Vulnerability On Display

This gift of written expression,
carefully fueled by
the pain, the hurt, and the struggles
of the past and the present.
As well as, the laughter and the joys
I often forget to include.

I may have a hard time
verbally getting my words out
but I can certainly write
without stumbling or mumbling.
Vulnerability on display.

My past battles has prepared me
for my present victory.

Smell The Flowers

We are alive and well
yet we don’t actually live.
We’re just merely existing
with our pre-planned routines
and that’s what we call living.

We walk right past
the flowers most days
without actually realizing
what life is all about.
It’s not just the flowers
that we need to pick up, smell, and appreciate.

Silencing The Other Voice

My mind is plagued
by the bold, outspoken, courageous me,
that’s all I can see.

I want so bad to overcome
that something in me
begins to fight with the sword
and I know without a doubt
it’s just a matter of time and discipline
that will determine my outcome

but then something else (another voice) in me
will try to convince me
that nothing I do
will ever make a difference
in how things have worked out,

despite my best efforts,
the burning desire
will end up fading
into the background
and I’ll have to build up
the momentum again to fight.

Carriers

It was their job to get me to the next stop.
And for that selfless act, I am very grateful.

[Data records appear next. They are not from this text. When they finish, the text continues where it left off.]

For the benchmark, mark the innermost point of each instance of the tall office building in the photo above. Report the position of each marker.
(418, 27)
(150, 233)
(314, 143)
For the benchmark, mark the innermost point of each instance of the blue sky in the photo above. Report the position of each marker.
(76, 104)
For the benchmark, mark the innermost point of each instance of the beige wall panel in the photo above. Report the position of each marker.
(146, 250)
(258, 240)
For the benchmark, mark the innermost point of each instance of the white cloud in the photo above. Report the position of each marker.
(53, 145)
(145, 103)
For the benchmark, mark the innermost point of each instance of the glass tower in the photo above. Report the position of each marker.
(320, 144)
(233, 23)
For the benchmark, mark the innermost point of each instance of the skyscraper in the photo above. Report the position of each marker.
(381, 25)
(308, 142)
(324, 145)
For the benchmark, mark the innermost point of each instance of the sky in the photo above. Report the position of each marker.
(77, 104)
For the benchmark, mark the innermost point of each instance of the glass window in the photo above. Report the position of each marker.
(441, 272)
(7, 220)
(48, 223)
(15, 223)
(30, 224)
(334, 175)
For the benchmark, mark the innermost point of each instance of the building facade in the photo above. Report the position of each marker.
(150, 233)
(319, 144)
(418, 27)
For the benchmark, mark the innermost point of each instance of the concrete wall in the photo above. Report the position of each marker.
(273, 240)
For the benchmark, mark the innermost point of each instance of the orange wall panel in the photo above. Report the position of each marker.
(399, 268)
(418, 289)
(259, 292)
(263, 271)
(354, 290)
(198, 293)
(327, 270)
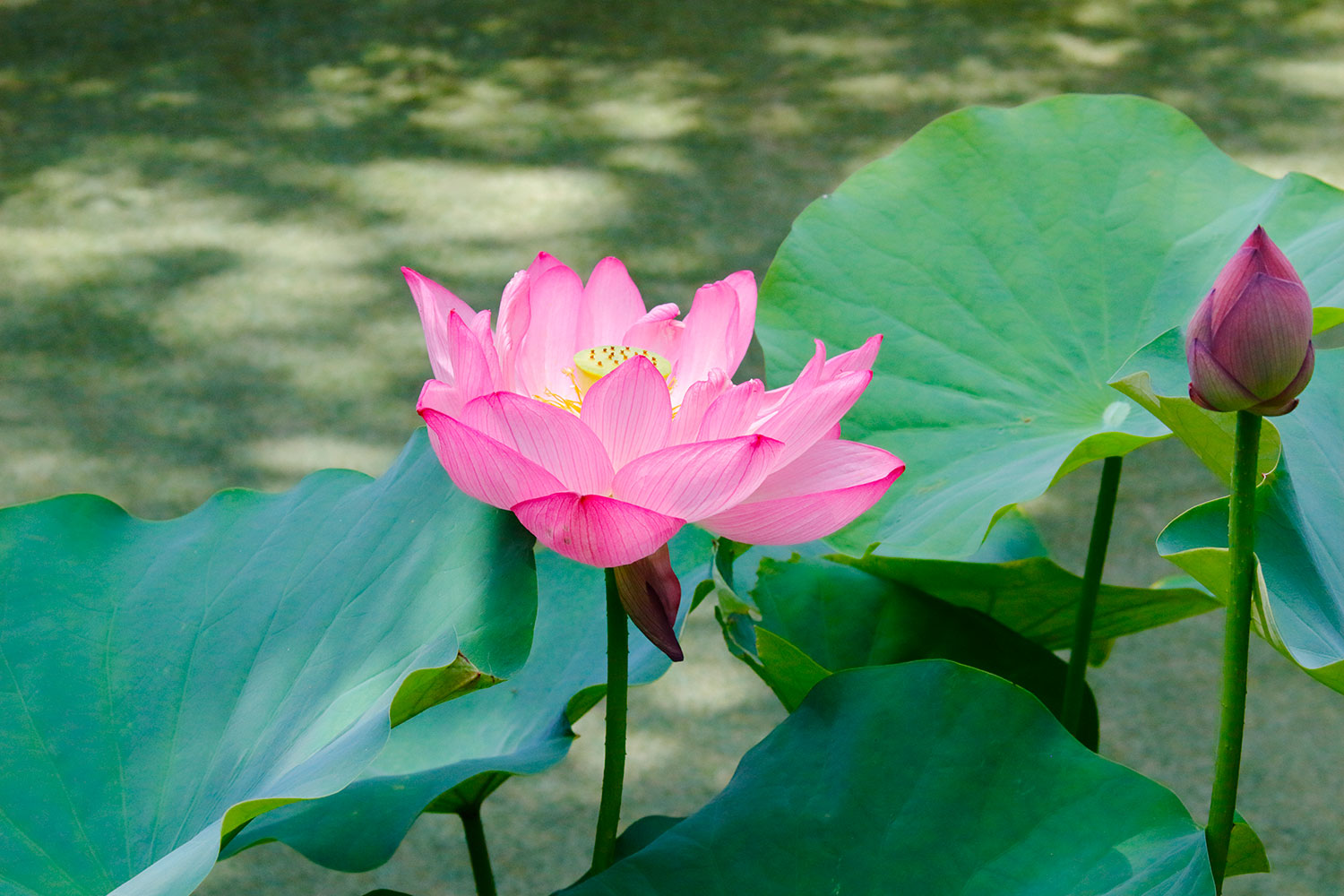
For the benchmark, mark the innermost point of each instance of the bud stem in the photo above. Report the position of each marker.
(613, 767)
(1075, 680)
(1236, 634)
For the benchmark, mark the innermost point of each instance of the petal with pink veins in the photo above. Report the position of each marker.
(823, 490)
(733, 413)
(596, 530)
(629, 410)
(695, 479)
(695, 402)
(550, 341)
(804, 419)
(609, 306)
(484, 468)
(470, 371)
(546, 435)
(435, 304)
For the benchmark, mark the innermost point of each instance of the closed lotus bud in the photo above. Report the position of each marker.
(1249, 346)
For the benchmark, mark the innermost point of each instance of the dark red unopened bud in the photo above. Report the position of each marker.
(1249, 346)
(650, 595)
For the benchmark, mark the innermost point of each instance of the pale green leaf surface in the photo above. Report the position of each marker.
(155, 676)
(981, 794)
(1013, 260)
(521, 727)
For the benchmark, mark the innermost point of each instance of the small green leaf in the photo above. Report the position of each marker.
(1245, 852)
(924, 778)
(1298, 520)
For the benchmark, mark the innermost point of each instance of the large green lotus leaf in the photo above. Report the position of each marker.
(1298, 532)
(445, 756)
(1035, 597)
(924, 778)
(160, 676)
(817, 616)
(1013, 260)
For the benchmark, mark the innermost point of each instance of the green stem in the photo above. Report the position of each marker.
(1075, 680)
(613, 770)
(478, 849)
(1236, 637)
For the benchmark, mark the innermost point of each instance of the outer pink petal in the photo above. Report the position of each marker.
(744, 284)
(609, 306)
(806, 419)
(733, 413)
(693, 481)
(823, 490)
(441, 397)
(629, 410)
(695, 402)
(546, 435)
(470, 371)
(483, 468)
(550, 343)
(710, 324)
(596, 530)
(435, 304)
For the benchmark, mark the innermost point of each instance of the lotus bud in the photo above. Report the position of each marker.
(1249, 346)
(650, 595)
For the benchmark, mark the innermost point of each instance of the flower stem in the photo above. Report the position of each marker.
(1236, 635)
(478, 849)
(1075, 680)
(613, 769)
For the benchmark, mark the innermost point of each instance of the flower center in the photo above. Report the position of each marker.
(593, 365)
(599, 362)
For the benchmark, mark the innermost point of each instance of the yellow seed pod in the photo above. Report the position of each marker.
(599, 362)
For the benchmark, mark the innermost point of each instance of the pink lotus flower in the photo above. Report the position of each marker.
(607, 427)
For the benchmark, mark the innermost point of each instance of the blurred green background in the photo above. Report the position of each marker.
(203, 209)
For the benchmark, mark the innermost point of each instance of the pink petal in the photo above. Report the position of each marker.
(470, 371)
(742, 284)
(659, 331)
(550, 341)
(859, 359)
(823, 490)
(650, 595)
(483, 468)
(804, 419)
(695, 479)
(435, 306)
(609, 306)
(714, 317)
(733, 413)
(545, 435)
(695, 402)
(629, 410)
(596, 530)
(441, 397)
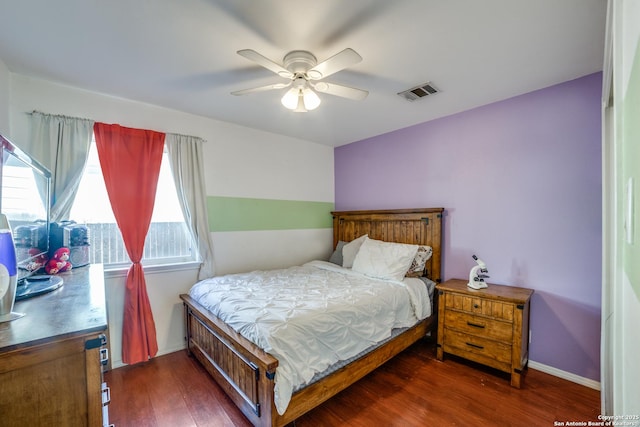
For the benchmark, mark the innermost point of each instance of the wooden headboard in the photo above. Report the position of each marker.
(413, 226)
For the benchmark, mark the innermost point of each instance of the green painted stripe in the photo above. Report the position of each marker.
(244, 214)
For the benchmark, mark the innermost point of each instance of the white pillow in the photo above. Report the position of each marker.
(384, 260)
(350, 250)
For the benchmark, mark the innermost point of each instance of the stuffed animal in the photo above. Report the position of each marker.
(59, 262)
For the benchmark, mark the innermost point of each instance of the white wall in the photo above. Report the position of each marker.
(5, 79)
(239, 162)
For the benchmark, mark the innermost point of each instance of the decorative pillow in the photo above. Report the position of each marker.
(422, 256)
(384, 260)
(350, 250)
(336, 256)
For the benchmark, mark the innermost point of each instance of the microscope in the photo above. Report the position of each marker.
(478, 274)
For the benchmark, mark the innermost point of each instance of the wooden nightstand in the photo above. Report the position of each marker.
(488, 326)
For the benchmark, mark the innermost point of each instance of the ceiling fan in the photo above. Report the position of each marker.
(304, 74)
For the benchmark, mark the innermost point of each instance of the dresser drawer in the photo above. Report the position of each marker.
(480, 306)
(501, 352)
(479, 326)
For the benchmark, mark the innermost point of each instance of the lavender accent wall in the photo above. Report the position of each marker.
(520, 180)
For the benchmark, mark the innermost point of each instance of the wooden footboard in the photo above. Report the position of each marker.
(246, 372)
(241, 368)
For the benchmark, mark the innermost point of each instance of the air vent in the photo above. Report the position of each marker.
(419, 92)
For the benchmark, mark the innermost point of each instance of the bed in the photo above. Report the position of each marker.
(247, 373)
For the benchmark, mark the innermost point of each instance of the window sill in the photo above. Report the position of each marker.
(121, 271)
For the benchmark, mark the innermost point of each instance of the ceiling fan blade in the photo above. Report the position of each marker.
(265, 62)
(337, 62)
(261, 89)
(342, 91)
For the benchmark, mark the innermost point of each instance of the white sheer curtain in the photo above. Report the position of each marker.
(187, 167)
(61, 144)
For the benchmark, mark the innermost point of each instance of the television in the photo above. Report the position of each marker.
(25, 201)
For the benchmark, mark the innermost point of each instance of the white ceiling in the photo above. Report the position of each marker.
(181, 54)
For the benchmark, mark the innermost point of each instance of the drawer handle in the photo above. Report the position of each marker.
(476, 325)
(475, 346)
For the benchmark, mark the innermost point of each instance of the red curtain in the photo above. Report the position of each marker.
(130, 160)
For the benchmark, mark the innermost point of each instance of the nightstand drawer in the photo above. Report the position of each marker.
(476, 345)
(480, 306)
(479, 326)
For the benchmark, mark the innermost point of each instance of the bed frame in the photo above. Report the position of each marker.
(246, 372)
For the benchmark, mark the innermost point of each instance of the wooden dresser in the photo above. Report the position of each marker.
(51, 359)
(488, 326)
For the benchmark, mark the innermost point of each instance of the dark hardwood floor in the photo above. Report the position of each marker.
(413, 389)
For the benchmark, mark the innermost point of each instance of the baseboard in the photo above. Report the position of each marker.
(587, 382)
(115, 364)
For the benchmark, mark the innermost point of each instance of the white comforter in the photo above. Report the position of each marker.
(312, 316)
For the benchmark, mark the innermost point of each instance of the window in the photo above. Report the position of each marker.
(168, 240)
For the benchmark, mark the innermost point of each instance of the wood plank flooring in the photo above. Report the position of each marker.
(413, 389)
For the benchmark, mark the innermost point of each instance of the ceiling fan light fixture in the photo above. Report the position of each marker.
(300, 100)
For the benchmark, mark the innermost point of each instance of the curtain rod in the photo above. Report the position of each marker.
(61, 116)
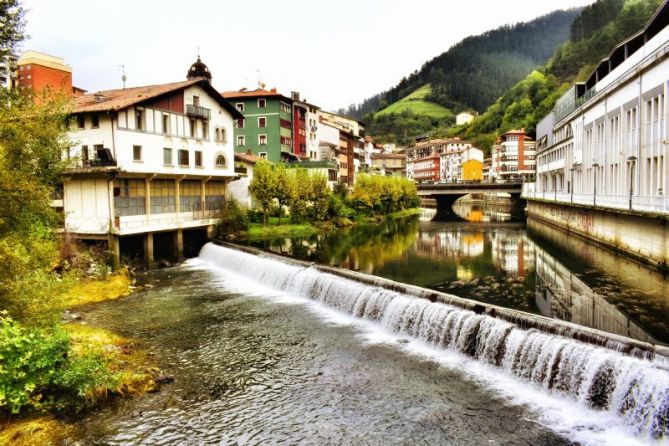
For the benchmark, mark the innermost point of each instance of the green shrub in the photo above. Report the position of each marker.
(39, 371)
(233, 217)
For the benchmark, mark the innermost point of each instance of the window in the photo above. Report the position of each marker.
(163, 196)
(167, 156)
(215, 194)
(190, 196)
(183, 158)
(139, 120)
(129, 197)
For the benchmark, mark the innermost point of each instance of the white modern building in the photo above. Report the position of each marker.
(151, 164)
(605, 143)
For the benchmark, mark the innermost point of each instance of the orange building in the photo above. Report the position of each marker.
(40, 72)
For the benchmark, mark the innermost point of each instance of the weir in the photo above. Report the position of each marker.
(627, 378)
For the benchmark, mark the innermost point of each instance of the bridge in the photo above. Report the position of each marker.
(446, 194)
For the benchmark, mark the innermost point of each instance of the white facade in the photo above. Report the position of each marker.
(611, 150)
(167, 172)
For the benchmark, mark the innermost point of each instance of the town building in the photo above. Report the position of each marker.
(390, 164)
(605, 141)
(150, 165)
(513, 157)
(464, 117)
(267, 124)
(427, 169)
(602, 167)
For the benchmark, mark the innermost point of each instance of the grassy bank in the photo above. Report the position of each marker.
(132, 369)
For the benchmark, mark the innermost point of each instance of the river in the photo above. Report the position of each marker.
(256, 364)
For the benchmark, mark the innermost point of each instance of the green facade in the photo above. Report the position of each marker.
(273, 113)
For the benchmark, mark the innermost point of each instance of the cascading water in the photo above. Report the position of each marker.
(633, 389)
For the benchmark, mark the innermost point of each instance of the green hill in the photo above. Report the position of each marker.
(416, 104)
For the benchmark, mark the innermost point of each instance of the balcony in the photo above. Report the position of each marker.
(198, 112)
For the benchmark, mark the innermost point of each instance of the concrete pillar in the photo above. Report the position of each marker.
(148, 249)
(114, 245)
(179, 244)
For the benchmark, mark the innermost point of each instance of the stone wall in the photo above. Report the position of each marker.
(642, 236)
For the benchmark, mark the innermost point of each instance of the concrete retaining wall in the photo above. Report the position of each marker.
(641, 236)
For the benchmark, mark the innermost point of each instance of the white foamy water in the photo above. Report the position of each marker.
(590, 394)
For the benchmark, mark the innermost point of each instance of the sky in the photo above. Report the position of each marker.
(333, 53)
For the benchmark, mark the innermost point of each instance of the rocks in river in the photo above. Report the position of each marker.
(164, 379)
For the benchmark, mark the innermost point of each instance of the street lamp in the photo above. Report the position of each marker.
(595, 166)
(631, 159)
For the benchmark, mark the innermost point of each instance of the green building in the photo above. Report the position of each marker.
(267, 128)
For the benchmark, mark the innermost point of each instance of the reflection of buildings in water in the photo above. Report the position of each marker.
(562, 295)
(427, 214)
(513, 252)
(483, 214)
(452, 243)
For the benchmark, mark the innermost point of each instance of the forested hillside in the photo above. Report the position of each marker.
(594, 33)
(476, 71)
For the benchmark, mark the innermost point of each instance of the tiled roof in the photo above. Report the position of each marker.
(258, 93)
(125, 97)
(247, 158)
(113, 100)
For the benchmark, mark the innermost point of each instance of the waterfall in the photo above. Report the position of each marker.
(634, 389)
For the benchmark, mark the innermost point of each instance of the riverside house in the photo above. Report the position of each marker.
(151, 165)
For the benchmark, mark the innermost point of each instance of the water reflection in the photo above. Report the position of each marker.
(496, 260)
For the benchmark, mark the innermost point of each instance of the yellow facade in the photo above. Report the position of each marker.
(472, 170)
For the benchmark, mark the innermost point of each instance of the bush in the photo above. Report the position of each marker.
(233, 217)
(39, 370)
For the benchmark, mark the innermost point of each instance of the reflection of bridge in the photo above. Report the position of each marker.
(447, 193)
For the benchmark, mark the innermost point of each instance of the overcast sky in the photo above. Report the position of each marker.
(334, 53)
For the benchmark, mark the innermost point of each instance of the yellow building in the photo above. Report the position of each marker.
(472, 164)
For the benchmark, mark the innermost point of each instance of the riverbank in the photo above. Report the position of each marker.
(258, 231)
(133, 368)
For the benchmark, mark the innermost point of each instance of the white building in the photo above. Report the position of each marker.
(513, 157)
(151, 162)
(464, 118)
(606, 139)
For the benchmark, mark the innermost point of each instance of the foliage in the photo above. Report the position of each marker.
(40, 371)
(377, 195)
(417, 103)
(477, 70)
(232, 217)
(305, 193)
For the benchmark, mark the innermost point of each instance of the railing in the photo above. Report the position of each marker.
(641, 203)
(198, 112)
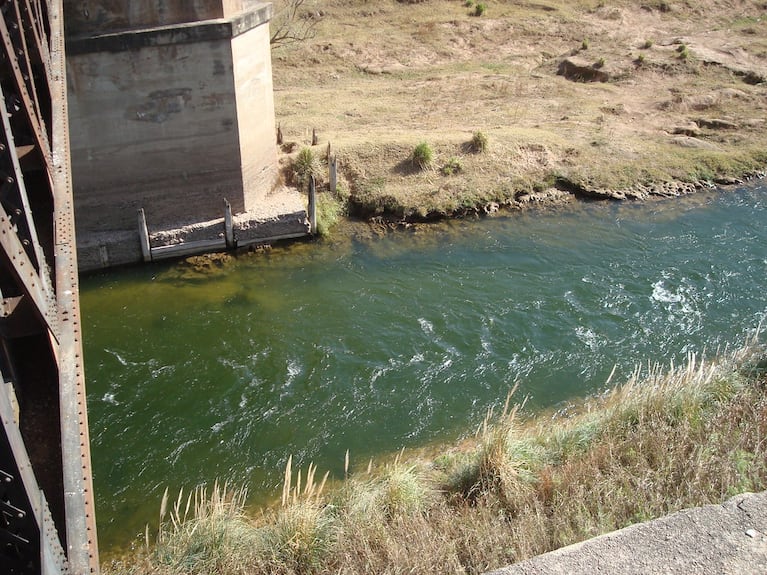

What I realize now is everything else
after that move was up to me.

The hurt,
the pain,
the brokenness
I endured was all
a part of the package deal.
It was only meant to last for a season.
What I didn’t realize at the time
was that God wouldn’t have allowed any of the madness
if He didn’t know I could handle
the stress,
the trauma,
and the sadness.

I used to live like I deserved
the kitchen sink being thrown at me
and I’d use the hurt to feed the pain
like a migraine craving sugar,
carelessly thinking I was doing myself a favor
by burying my purpose in the ground
when I couldn’t even see the bigger picture.

After Death

Memories on replay.
Frozen faces.
Unanswered questions.
Their lives gone.
Your life in perspective.

An endless flow of tears.
You won’t forget their smiles.
They won’t be forgotten.

You remember to just breathe
while you still have
the breath within you.
Life doesn’t seem so complicated now.